Approximating these values, we find: $$\boxed{n_1\approx3.79\rightarrow4\\n_2\approx2.03\rightarrow2\\n_3\approx1.06\rightarrow1\\n_4\approx0.71\rightarrow1\\\\n_{r\ge5}<<1\rightarrow0}$$

$\rightarrow$ nearby integer.

Therefore, the solution is $$ n = 2^4 \cdot 3^2 \cdot 5^1 \cdot 7^1 = 5040 = 7!$$, the nearby integer that maximizes the given expression.

Answer 2

So you're looking to maximise $\sigma_0(n)\cdot n^{-c}$ where $c = \log_{10}(2)$.

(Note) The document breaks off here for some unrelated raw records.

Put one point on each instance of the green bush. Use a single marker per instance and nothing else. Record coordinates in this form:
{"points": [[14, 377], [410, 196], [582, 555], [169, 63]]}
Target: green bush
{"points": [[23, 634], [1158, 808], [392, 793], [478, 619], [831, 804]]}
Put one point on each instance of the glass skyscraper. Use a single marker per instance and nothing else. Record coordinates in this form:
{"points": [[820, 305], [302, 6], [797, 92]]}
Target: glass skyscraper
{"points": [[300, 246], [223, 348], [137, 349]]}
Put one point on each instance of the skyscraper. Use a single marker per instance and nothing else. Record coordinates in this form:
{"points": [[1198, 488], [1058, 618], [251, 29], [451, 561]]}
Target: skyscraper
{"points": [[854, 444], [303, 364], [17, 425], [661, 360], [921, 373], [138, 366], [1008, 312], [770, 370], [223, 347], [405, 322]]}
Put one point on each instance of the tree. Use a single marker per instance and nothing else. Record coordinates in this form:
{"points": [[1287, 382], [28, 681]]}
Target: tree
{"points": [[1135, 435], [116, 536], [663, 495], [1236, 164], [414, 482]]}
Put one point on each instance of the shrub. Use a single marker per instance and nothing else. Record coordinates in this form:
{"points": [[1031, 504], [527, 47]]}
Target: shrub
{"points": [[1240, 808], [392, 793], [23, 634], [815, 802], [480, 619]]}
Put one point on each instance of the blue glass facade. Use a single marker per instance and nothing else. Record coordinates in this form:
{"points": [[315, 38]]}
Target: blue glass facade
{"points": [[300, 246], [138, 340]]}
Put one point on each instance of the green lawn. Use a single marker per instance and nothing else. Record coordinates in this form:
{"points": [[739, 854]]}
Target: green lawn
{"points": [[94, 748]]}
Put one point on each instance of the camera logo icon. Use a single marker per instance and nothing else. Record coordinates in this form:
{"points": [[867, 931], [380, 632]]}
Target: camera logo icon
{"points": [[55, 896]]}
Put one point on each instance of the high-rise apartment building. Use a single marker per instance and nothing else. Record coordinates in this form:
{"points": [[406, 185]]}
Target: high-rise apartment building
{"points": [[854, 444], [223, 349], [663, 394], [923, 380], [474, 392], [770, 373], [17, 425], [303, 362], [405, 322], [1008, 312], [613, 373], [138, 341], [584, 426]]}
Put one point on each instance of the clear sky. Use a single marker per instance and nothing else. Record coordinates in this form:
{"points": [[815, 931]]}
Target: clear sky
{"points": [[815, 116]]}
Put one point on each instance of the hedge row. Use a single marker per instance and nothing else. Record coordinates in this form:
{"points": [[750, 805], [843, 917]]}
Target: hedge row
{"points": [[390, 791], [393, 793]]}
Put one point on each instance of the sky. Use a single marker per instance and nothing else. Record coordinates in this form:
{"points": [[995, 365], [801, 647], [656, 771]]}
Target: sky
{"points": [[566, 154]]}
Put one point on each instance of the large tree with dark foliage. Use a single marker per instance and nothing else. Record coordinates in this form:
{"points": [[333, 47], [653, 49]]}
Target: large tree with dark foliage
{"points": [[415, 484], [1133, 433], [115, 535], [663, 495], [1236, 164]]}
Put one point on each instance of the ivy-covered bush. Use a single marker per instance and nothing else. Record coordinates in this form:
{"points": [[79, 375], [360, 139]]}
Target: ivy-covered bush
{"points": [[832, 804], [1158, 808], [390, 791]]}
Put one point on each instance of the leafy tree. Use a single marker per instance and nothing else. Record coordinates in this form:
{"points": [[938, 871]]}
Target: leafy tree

Suppose $n = \prod p_k^{a_k}$. Then you're looking at

$$\prod (a_k +1) \cdot p_k^{-a_kc}$$

The partial product containing $p_k$ is maximised whenever $a_k$ is nearest to $\frac{\ln(10)}{\ln(2)\ln(p_k)} -1 $ (via derivative).

Since $$1> 2\cdot x^{-\log_{10}(2)}$$

is satisfied by all $x \geq 11$, it follows that we can restrict $p_k \in \{2,4,5,7\}$. (since the inequality implies for all $x \geq 11$, it is better to just have $x^0$ instead of $x^n$ where $n >0$.)

For each of these $p$, you need to solve for the closest integer to the greatest $x$ such that:

$$(x+1) > x\cdot p^{c}$$

And that integer is the desired value of $a_k$ (since we are getting the value of $a_k$ that maximizes the partial product). You can equivalently use derivatives.

Putting together all $a_k$s you get the desired answer $7!$.